Hari Kesepuluh, Bulan Keempat, Dua Ribu Tujuh Belas

Hari kesepuluh- bulan keempat telah dinamai sebagai pengulangan waktu kelahiranku. Pada setiap pengulangannya selalu ada hal mengesankan dengan ritme yang tak pernah sama. Kalau boleh jujur aku takut dengan hari tersebut, bagiku ia seolah berseru tentang kematian, sedangkan aku masih belum menggenggam bekal apapun.

Takut bukan berarti tidak menyukai, sebab realitasnya aku memang bernafas dengan banyak manusia yang menyukai perayaan. Perayaan adalah kebahagian sementara ketakutan hanya perlu dipendam di dasar paling jauh tanpa melupakan cara untuk terus memperbaiki hal-hal cacat dalam diri- itu yang kini aku pegang teguh agar sanggup bersikap menghargai.
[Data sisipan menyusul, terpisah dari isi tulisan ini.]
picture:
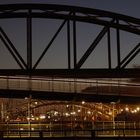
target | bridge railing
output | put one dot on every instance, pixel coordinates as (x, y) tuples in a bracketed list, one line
[(93, 86), (97, 129)]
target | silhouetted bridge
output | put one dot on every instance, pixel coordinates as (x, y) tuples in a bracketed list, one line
[(70, 89)]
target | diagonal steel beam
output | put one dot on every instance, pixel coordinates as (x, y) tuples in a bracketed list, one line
[(49, 44), (129, 55), (12, 48), (11, 51), (92, 46)]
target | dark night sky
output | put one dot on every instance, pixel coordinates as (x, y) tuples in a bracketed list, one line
[(56, 57)]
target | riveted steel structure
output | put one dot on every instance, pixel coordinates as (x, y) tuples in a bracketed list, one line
[(70, 15)]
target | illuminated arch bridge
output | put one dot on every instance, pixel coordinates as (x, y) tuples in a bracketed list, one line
[(116, 56)]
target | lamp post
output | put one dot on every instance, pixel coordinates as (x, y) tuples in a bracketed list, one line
[(113, 116)]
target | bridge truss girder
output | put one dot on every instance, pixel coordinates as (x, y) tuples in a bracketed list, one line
[(70, 16)]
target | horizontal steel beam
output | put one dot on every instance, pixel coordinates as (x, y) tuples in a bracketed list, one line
[(61, 96), (71, 73), (94, 16)]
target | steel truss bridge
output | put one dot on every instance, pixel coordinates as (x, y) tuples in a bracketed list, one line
[(70, 16)]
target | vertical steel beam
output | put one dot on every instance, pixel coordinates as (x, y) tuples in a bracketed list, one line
[(118, 45), (29, 41), (74, 42), (12, 48), (69, 50), (49, 44), (109, 49)]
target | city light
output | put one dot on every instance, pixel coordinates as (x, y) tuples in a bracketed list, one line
[(42, 116)]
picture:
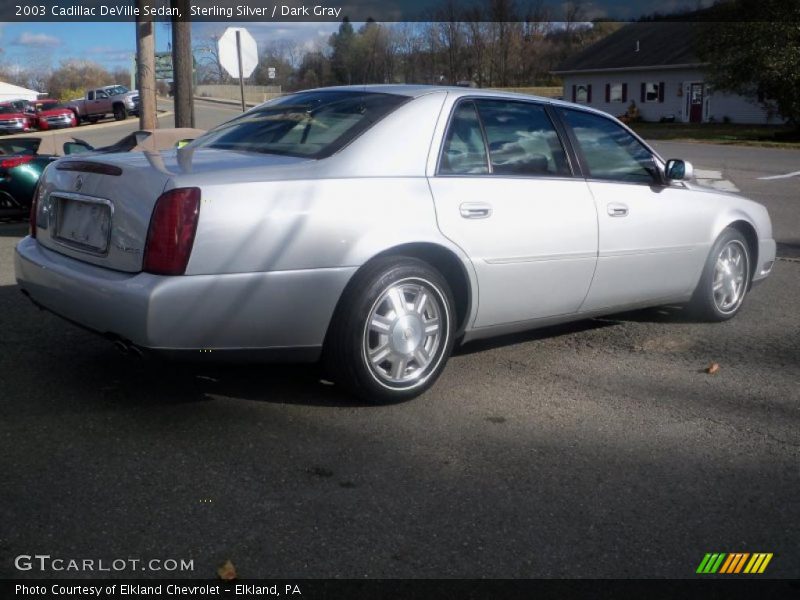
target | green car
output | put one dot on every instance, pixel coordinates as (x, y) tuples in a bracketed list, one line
[(21, 165)]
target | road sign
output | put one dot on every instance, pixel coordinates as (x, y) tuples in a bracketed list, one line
[(228, 52), (164, 65)]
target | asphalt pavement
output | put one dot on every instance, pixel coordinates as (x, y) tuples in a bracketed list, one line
[(597, 449)]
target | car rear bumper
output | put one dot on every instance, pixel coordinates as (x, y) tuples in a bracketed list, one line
[(276, 311), (14, 128)]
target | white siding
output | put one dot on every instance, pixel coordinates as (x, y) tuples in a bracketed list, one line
[(716, 106)]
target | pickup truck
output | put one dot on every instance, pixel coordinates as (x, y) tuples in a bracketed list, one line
[(99, 102)]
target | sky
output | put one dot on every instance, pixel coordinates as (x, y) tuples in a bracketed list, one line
[(114, 44)]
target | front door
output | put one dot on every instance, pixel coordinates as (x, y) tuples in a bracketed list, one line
[(505, 193), (696, 103), (653, 237)]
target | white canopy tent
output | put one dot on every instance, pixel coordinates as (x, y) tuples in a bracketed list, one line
[(15, 92)]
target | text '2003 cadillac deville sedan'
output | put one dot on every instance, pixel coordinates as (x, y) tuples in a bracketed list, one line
[(375, 226)]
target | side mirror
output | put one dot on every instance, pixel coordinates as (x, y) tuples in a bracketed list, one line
[(678, 170)]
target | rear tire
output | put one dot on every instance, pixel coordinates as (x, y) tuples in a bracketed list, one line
[(725, 279), (392, 332)]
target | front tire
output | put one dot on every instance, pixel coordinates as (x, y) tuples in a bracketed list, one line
[(392, 333), (725, 279)]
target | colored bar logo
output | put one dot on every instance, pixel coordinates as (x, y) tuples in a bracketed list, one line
[(734, 563)]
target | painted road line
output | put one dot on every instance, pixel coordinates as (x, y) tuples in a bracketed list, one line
[(713, 179), (707, 174), (785, 176)]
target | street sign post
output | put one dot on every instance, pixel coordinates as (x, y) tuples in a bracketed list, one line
[(238, 55)]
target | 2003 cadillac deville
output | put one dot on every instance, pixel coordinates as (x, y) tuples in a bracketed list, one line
[(375, 226)]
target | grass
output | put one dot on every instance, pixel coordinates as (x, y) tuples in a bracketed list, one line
[(779, 136)]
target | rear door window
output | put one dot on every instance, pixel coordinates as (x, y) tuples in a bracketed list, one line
[(464, 147)]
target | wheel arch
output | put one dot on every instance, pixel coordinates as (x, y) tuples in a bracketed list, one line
[(452, 269), (443, 259), (751, 237)]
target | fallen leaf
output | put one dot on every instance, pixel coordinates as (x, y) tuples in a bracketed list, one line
[(227, 572), (712, 369)]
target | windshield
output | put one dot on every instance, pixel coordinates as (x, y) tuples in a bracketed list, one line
[(307, 124)]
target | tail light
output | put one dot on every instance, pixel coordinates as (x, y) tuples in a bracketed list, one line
[(16, 161), (35, 208), (171, 234)]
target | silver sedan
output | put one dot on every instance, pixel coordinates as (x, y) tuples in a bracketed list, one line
[(375, 227)]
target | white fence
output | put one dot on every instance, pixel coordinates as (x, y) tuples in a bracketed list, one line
[(252, 93)]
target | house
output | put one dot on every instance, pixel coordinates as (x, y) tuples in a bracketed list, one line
[(653, 65), (14, 92)]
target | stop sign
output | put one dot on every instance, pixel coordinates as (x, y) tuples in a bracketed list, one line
[(228, 56)]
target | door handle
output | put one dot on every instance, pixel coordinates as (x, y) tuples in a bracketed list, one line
[(617, 210), (475, 210)]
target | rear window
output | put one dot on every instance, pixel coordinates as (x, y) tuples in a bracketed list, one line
[(308, 124)]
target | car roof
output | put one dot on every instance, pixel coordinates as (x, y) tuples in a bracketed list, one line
[(415, 91)]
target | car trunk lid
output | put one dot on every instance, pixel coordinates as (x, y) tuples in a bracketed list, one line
[(97, 208)]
Sehingga tak hayal, perayaan itu istimewa. Ucapan ulang tahun pun juga memiliki posisi yang sama. Karena perlu disadari, setiap orang memiliki aneka cara untuk menyunggingkan senyum kita di satu hari- sebuah hari yang menurut kita sakral bagi diri kita sendiri.

Dua ribu tujuh belas.
Kali ini banyak hal yang mengesankan.

Aku dapat kamera mirroless dari orang tua. Tidak seratus persen. Tapi bagiku seratus persen. Apa maksudnya? Jadi begini, semenjak kecil aku dibiasakan oleh orang tua untuk menabung dahulu jika memimpikan apa- apa. Konon biar aku tahu rasanya berusaha dan mencintai sungguh- sungguh apa yang sanggup dibeli saat sudah dimiliki. Yap, seperti barang- barang lainya, mirroless- kuawali dengan menyisihkan uang sakuku sedikit demi sedikit, kemudian digenapi oleh orang tua tepat saat tanggal sepuluh ini, "Kamu ada uang berapa, Ibu Ayah tambahi buat pergi ke toko kamera hari ini?"
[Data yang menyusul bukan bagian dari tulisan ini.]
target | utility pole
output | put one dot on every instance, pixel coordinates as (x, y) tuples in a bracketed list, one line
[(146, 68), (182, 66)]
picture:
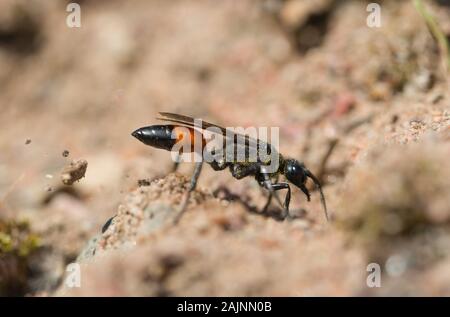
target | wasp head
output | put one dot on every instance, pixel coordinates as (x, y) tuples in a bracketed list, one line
[(297, 174)]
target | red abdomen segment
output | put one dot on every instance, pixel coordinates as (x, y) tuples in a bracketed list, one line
[(167, 136)]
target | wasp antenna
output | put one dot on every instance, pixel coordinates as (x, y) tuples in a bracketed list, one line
[(319, 187)]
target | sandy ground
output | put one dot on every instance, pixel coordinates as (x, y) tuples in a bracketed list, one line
[(366, 109)]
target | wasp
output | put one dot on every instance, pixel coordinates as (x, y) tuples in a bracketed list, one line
[(184, 128)]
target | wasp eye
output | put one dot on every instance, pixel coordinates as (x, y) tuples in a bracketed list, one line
[(295, 172)]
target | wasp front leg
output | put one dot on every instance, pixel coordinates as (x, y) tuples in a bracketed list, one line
[(265, 181)]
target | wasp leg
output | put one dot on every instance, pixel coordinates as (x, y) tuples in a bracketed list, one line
[(240, 171), (287, 199), (269, 199), (267, 183), (218, 165), (176, 163), (194, 179)]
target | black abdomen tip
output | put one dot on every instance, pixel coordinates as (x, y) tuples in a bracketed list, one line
[(159, 136)]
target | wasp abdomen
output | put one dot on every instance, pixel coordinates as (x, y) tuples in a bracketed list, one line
[(166, 136), (159, 136)]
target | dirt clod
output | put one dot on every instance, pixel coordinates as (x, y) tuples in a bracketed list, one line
[(74, 171)]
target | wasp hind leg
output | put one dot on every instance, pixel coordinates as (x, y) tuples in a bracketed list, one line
[(192, 185)]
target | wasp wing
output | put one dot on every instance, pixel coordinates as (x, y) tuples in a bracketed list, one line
[(240, 140)]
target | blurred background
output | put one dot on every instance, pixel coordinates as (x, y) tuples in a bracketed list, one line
[(366, 109)]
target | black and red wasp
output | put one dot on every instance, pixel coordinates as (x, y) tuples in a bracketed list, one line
[(184, 128)]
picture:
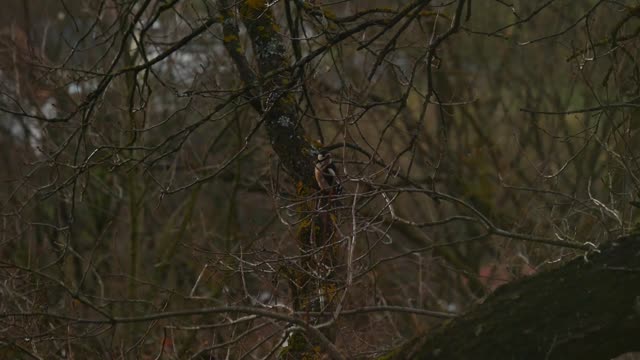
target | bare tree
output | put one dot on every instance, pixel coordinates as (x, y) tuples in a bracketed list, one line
[(161, 171)]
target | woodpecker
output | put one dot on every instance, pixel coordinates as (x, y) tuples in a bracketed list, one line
[(326, 174)]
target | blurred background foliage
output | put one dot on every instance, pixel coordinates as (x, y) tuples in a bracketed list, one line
[(130, 202)]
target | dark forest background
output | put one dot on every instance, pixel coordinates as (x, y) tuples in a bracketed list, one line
[(154, 165)]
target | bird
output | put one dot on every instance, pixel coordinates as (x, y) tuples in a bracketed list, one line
[(326, 174)]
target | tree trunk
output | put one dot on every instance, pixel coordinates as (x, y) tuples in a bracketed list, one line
[(586, 309)]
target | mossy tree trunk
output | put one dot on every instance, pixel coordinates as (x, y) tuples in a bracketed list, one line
[(586, 309), (269, 92)]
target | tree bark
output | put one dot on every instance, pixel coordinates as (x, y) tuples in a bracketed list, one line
[(586, 309)]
Ah, pertanyaan dari ujung telpon tersebut mendadak membuat perasaan meletup- letup bahagia. Singkat cerita, aku pergi ke toko kamera hari itu juga setelah berkeliling mencari yang pas. Lav.

 

Kedua, kakakku- kakak ipar- dan keponakan paling menggemaskan merayakan ulang tahunku di sebuah restaurant yang kami suka. Ini memang sudah jadi rutinitas semenjak kami sama- sama tinggal di Malang.
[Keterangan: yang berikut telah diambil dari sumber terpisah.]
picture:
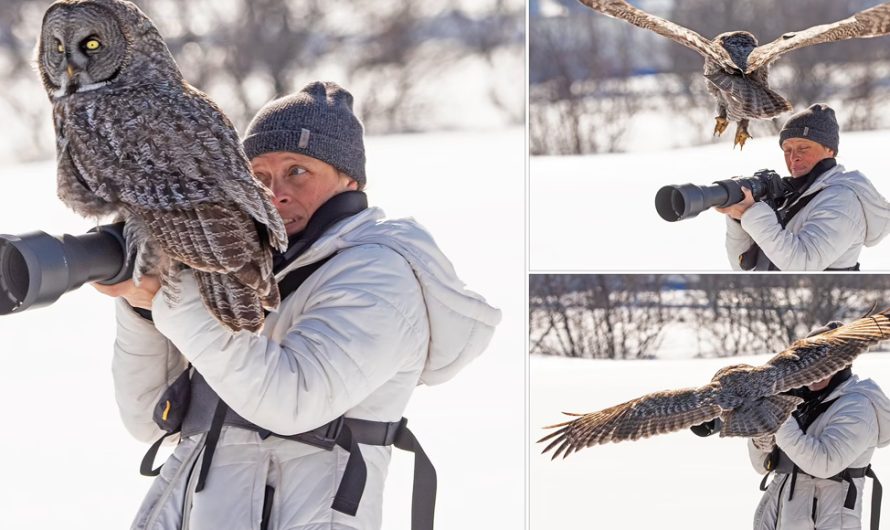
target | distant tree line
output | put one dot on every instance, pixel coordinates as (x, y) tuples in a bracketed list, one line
[(625, 316), (591, 75), (244, 52)]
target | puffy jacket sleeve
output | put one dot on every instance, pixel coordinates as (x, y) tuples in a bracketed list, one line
[(143, 366), (834, 222), (737, 242), (851, 430), (364, 320)]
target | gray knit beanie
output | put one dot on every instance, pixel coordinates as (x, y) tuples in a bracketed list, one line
[(317, 121), (816, 123)]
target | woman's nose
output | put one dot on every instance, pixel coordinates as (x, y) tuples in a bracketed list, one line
[(278, 191)]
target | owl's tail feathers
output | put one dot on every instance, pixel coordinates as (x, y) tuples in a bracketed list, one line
[(234, 304), (760, 417), (757, 100)]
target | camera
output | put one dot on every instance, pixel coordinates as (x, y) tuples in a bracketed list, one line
[(685, 201), (37, 268)]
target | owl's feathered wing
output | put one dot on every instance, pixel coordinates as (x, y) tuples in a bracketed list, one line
[(173, 161), (872, 22), (677, 33), (655, 413), (748, 399), (815, 358)]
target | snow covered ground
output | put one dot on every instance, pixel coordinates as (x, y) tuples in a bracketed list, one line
[(676, 480), (598, 212), (68, 462)]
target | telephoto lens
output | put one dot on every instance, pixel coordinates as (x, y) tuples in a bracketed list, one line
[(37, 268), (685, 201)]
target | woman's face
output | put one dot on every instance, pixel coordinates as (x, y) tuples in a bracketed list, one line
[(300, 184)]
Ketiga, sahabat kuliah. Kali ini aku ditipu. Salah satu temanku yang sama-sama mendedikasikan diri sebagai penyuka es krim mengajakku ke sebuah kedai es krim. Dia memintaku untuk menemani dan menggilas kesemrawutan pikiran akibat penelitian, karena satu nasib aku setuju dengan ajakannya. Ternyata saat sampai kedai, di lantai dua beberapa teman telah bersorak-sorak menyambutku sambil menyajikan waffle bertopping es krim yang mereka sulap jadi kue tart- dan dibubuhi beberapa lilin mungil. 

Keempat, sahabat sejak masih mengenakan putih-abu abu yang telah menjadi keluarga sendiri. Perayaan yang ini dilakukan di kos saat aku dalam keadaan tepar dari rutinitas pergi ke lahan. Seperti biasa mereka merayakannya paling telat, berhari- hari setelah tanggal sepuluh. Tidak masalah, kuenya bagus, doraemon.
 
Kelima, seseorang membelikanku tas perempuan. Katanya dia geli melihatku yang tak sefeminim dia. Baiklah.
Keenam, dua buku bacaan kudapatkan dari seseorang. Katanya buat pelengkap koleksi. Mantaplah.

Ketujuh, seorang teman sekaligus sahabat datang dari Surabaya membawakan boneka doraemon yang mungil. Lagi- lagi koleksi doraemon yang sebenarnya  ingin kutumpulkan malah menjadi bertambah. Tidak apa-apa. Tetap suka.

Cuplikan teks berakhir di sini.